The museum started out on West Grand Boulevard but it quickly outgrew those quarters with its many artifacts and exhibits. The International Afro-American Museum converted to a traveling mobile home and toured Michigan, imparting information about the many contributions of African Americans.
By 1978, the museum outgrew its mobile quarters. To establish a new museum, the City of Detroit leased a facility that was far bigger than its previous quarters. Detroit Public School students helped to purchase the museum by initiating a ‘buy a brick’ campaign and they raised over $80, 000 dollars for the new museum.

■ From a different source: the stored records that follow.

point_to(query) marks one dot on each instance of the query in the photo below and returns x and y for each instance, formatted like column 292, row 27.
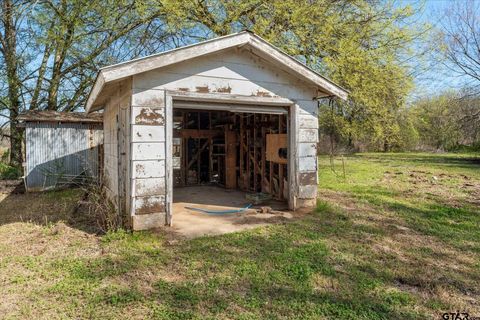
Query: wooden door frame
column 292, row 125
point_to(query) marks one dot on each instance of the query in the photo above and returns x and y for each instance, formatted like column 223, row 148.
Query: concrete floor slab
column 191, row 224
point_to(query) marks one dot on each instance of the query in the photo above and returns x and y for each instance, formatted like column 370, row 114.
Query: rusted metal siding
column 58, row 153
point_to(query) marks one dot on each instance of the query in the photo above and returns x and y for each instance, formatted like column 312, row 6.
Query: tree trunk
column 11, row 62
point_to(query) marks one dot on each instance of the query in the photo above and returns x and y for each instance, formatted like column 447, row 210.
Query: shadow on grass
column 471, row 161
column 287, row 270
column 45, row 208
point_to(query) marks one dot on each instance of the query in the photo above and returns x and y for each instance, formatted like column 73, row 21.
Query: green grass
column 388, row 241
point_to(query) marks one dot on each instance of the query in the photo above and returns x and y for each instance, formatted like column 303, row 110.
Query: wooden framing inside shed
column 234, row 111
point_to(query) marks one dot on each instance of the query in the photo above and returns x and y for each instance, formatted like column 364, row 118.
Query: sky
column 437, row 77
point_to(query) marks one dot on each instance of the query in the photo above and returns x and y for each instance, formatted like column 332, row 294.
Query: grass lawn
column 397, row 238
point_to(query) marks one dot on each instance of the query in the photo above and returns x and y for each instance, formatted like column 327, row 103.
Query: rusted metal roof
column 56, row 116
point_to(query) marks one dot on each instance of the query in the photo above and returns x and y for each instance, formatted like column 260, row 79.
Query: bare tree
column 461, row 34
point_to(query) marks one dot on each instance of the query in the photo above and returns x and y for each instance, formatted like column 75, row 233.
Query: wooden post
column 230, row 161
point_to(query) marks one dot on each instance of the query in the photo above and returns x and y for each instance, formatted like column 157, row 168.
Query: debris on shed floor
column 191, row 224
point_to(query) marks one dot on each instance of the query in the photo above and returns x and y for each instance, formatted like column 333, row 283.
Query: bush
column 101, row 209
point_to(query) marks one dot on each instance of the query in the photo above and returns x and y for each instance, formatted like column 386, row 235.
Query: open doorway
column 228, row 160
column 232, row 150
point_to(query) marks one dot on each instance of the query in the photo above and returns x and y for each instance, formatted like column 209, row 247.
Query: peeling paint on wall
column 307, row 178
column 150, row 116
column 203, row 89
column 151, row 204
column 260, row 93
column 226, row 89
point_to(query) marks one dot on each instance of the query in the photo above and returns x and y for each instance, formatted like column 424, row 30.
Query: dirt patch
column 190, row 223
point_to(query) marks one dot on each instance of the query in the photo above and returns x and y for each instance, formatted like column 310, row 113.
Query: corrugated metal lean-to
column 58, row 154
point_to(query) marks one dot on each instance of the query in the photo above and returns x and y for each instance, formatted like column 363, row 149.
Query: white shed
column 234, row 111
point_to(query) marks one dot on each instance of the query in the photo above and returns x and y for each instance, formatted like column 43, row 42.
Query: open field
column 397, row 238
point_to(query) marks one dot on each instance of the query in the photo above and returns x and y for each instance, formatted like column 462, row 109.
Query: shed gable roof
column 258, row 45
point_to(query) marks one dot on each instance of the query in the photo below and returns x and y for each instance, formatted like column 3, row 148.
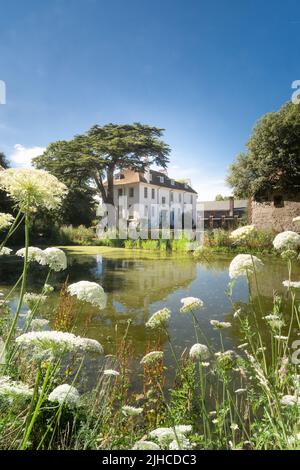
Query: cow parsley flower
column 31, row 299
column 31, row 188
column 220, row 325
column 242, row 265
column 145, row 445
column 199, row 351
column 111, row 372
column 293, row 284
column 5, row 220
column 131, row 410
column 190, row 304
column 152, row 357
column 287, row 241
column 65, row 394
column 55, row 259
column 38, row 324
column 4, row 251
column 159, row 318
column 58, row 342
column 242, row 232
column 11, row 389
column 89, row 292
column 34, row 254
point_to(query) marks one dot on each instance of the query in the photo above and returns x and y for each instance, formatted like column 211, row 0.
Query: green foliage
column 272, row 159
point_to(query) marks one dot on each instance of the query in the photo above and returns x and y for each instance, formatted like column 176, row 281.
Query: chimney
column 231, row 206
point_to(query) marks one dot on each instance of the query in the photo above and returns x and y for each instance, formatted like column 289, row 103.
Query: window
column 278, row 201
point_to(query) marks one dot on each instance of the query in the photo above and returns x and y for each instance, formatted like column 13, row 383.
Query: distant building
column 276, row 210
column 153, row 196
column 218, row 214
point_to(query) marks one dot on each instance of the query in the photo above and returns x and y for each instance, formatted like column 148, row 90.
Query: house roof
column 132, row 177
column 223, row 205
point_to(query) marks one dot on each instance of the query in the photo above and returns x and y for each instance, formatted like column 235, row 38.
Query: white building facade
column 155, row 199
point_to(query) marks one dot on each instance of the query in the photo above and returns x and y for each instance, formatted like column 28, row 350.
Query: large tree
column 96, row 155
column 272, row 159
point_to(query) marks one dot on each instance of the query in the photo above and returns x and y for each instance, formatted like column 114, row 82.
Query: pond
column 138, row 284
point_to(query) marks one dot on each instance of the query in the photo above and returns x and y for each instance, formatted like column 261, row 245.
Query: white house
column 154, row 197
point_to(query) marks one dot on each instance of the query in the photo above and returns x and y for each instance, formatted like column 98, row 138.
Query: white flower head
column 159, row 318
column 5, row 220
column 131, row 410
column 111, row 372
column 145, row 445
column 65, row 394
column 34, row 254
column 190, row 304
column 90, row 292
column 242, row 232
column 4, row 251
column 58, row 342
column 31, row 188
column 152, row 357
column 14, row 390
column 220, row 325
column 199, row 351
column 55, row 259
column 287, row 241
column 242, row 265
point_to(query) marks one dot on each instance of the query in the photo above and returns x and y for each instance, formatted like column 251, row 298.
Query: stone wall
column 265, row 214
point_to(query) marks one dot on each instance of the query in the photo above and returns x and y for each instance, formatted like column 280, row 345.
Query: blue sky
column 203, row 70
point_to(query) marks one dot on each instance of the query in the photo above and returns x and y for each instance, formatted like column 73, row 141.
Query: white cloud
column 22, row 156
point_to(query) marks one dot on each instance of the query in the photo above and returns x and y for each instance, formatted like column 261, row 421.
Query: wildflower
column 11, row 389
column 5, row 220
column 219, row 325
column 199, row 351
column 111, row 372
column 287, row 240
column 159, row 318
column 58, row 342
column 243, row 265
column 4, row 251
column 38, row 324
column 290, row 400
column 55, row 259
column 152, row 357
column 240, row 391
column 234, row 427
column 31, row 188
column 65, row 394
column 145, row 445
column 181, row 443
column 242, row 232
column 131, row 410
column 90, row 292
column 34, row 254
column 293, row 284
column 190, row 304
column 31, row 299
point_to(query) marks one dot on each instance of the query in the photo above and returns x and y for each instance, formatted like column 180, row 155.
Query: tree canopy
column 96, row 155
column 272, row 159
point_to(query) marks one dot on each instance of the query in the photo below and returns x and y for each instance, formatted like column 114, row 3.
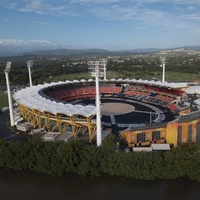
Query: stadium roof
column 31, row 97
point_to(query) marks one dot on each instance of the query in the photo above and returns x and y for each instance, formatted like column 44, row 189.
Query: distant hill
column 6, row 51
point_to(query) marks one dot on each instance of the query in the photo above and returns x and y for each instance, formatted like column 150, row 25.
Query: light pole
column 162, row 60
column 6, row 71
column 95, row 71
column 29, row 65
column 104, row 62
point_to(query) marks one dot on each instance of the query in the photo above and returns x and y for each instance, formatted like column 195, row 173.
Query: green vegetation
column 179, row 67
column 57, row 159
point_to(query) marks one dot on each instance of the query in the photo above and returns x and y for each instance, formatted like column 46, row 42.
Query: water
column 32, row 186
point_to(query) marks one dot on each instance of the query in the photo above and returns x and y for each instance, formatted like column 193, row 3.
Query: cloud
column 34, row 5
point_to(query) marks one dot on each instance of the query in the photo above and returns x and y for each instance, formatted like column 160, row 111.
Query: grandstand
column 63, row 106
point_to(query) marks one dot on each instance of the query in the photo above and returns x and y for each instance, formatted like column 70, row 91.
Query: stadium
column 141, row 112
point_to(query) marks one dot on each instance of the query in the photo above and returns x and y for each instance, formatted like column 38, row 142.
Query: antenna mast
column 29, row 65
column 96, row 71
column 162, row 60
column 6, row 71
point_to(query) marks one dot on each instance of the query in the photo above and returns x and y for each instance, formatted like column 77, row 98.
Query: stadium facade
column 56, row 107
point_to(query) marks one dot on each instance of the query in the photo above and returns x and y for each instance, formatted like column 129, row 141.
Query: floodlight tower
column 6, row 71
column 29, row 65
column 162, row 60
column 104, row 62
column 96, row 72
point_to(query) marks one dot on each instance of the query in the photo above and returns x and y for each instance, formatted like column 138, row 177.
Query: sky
column 104, row 24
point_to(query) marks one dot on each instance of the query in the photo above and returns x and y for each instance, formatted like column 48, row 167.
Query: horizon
column 110, row 24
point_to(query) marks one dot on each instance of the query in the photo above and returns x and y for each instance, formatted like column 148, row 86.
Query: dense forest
column 58, row 159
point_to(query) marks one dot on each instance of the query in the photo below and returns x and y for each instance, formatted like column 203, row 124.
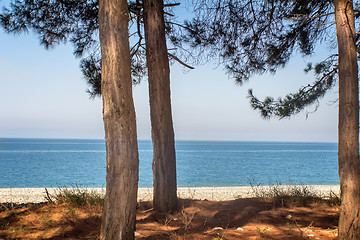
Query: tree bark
column 122, row 160
column 164, row 159
column 348, row 152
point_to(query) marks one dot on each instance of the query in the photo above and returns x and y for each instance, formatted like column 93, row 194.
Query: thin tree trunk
column 122, row 160
column 164, row 160
column 349, row 163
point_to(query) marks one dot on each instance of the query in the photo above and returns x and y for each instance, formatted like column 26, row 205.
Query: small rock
column 218, row 228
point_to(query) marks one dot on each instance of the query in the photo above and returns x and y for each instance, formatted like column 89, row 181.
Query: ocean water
column 60, row 162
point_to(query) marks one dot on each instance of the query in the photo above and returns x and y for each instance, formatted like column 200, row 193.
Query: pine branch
column 178, row 60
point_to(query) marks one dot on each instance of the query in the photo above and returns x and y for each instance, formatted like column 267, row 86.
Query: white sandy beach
column 34, row 195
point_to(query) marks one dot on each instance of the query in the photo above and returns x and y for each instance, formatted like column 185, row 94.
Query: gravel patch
column 37, row 195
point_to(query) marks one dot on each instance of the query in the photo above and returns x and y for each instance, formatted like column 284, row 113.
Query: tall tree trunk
column 164, row 160
column 349, row 163
column 122, row 160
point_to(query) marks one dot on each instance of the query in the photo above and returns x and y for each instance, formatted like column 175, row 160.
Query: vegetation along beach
column 154, row 119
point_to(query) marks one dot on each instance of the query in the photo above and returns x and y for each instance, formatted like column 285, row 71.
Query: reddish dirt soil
column 248, row 218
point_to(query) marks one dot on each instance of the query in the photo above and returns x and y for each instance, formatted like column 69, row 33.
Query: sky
column 44, row 96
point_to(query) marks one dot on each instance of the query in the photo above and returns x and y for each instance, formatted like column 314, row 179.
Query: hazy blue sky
column 44, row 96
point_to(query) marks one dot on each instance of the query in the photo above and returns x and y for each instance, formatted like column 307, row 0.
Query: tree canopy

In 1985, the City of Detroit and the Afro-American Museum formed a partnership that would build a new museum in the University Cultural Center. The name of the International Afro-American Museum was changed to the Museum of African American History. Geared towards the education of children, the museum helped to preserve the past and strengthen the future. By 1992 the museum outgrew itself again, necessitating additional changes.
The current museum is over 120, 000 feet and is noted as the largest African American historical museum in the world. In 1993, the museum was renamed for its founder. The museum is now known as the Charles H. Wright Museum of African American History.